No passengers in the car were injured in the incident, but the vehicle was damaged, while traveling between the Bat Ayin settlement and the village of Jab’a, the spokeswoman said.
The arrests were carried out by Israel Defense Forces soldiers, after the Palestinian driver contacted forces in the area on Saturday evening to report the incident. Two suspects were arrested at the scene, but two others managed to flee, according to police.
Police took testimony from the Palestinian driver, as well as soldiers operating in the area. The two suspects that security forces managed to nab were brought in for questioning and were released on bail Sunday morning. The investigation is ongoing, law enforcement said.
A security official told The Times of Israel that there has been a notable increase in settler violence targeting Palestinians surrounding the Bat Ayin settlement in recent weeks.
These included a so-called Price Tag attack in Jab’a, in which the perpetrators vandalized vehicles and graffitied Hebrew phrases, including “Revenge for Bat Ayin,” in an incident days after security forces razed a structure in an illegal outpost near the flashpoint settlement.
Settler youth also hurled stones at a police vehicle dispatched to secure Bat Ayin last month. They managed to slash the tires of the jeep before fleeing the scene, Border Police said. No arrests were made.
Additionally, after a Palestinian bus driver was assaulted while carrying out stops in Bat Ayin last month, the Egged public transportation company announced that it would be ceasing its services inside the settlement. The decision was reversed several days later, when the Bat Ayin secretariat denounced the violence.
The security official said that many of the youth involved in the latest spate of violence had come from the outposts surrounding another flashpoint settlement — Yitzhar in the northern West Bank.
In October, the IDF declared the Kumi Ori outpost southwest of Yitzhar a closed military zone, following several incidents of violence in which residents targeted neighboring Palestinians, as well as security forces dispatched to protect them.

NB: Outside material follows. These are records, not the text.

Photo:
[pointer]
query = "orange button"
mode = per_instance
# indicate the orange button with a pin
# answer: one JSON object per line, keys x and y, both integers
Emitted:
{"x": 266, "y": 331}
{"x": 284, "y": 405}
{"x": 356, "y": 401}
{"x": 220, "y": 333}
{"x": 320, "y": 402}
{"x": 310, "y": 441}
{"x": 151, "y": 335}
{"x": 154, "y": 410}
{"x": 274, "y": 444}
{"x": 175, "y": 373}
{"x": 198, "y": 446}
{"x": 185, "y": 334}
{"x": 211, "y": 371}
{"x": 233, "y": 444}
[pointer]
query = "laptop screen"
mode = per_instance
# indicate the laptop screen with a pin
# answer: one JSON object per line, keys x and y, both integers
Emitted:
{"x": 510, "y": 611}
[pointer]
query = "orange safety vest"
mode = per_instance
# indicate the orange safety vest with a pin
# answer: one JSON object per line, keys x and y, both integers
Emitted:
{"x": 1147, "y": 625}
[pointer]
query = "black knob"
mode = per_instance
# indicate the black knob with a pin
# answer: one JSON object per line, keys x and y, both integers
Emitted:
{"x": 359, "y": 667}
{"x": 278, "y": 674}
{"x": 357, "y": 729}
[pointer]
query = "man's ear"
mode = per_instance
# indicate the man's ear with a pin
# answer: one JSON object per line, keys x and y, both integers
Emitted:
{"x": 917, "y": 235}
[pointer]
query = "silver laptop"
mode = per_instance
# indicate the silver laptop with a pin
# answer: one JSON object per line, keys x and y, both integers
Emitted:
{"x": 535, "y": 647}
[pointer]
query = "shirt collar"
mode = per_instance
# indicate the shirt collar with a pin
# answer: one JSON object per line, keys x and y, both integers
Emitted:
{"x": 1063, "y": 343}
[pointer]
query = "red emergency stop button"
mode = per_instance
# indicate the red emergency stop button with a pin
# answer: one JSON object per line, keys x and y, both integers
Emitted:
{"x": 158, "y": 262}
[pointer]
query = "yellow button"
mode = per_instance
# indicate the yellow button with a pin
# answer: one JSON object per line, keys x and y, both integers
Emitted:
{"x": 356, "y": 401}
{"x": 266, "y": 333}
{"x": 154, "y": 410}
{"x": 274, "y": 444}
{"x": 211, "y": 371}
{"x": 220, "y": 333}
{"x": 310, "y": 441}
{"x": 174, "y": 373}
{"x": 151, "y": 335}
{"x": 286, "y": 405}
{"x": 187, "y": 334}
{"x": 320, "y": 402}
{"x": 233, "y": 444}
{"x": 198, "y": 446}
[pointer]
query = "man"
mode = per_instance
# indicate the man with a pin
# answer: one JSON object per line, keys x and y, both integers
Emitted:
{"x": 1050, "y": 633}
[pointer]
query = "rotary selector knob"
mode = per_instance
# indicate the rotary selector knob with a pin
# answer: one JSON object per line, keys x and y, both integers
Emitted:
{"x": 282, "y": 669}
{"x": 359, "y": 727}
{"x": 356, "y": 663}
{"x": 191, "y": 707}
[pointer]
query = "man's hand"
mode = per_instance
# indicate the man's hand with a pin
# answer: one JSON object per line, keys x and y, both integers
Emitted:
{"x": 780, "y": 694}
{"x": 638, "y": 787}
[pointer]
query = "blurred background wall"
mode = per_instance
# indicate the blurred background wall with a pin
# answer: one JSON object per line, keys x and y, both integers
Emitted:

Due to the increased military presence in the northern West Bank, some of the hilltop youth, as they are known, traveled south to the Bat Ayin area, the security official explained.
Michael Haimovich from the Bat Ayin secretariat told the Walla news site that the settlement opposed the recent migration of radical youth and the violence they have brought with them, but claimed his community could do little to stop them.
“We have no ability to take control of it, but a group has moved here to the best of our knowledge from Samaria (the northern West Bank), but we are not letting them in here… We have no interest in this phenomenon, we strongly oppose it,” Haimovich said.
Separately Sunday, Haaretz reported that the number of hate crimes against Palestinians dropped significantly in 2019, but the boldness of their perpetrators has increased.
Israelis were responsible for 256 cases of violence against Palestinians or security forces this year, primarily in the second half of the year and with a significant portion of them originating in Yitzhar and the surrounding outposts, according to the report. In comparison, 2018 saw 378 such cases.
But an unnamed security official quoted by Haaretz said some of the attacks were on a bigger scale than seen before and required meticulous planning and multiple perpetrators acting simultaneously in different locations. One official said the current situation was reminiscent of the lead-up to the 2015 firebombing of the Dawabsha family home in the village of Duma, a terror attack that killed a couple and their baby.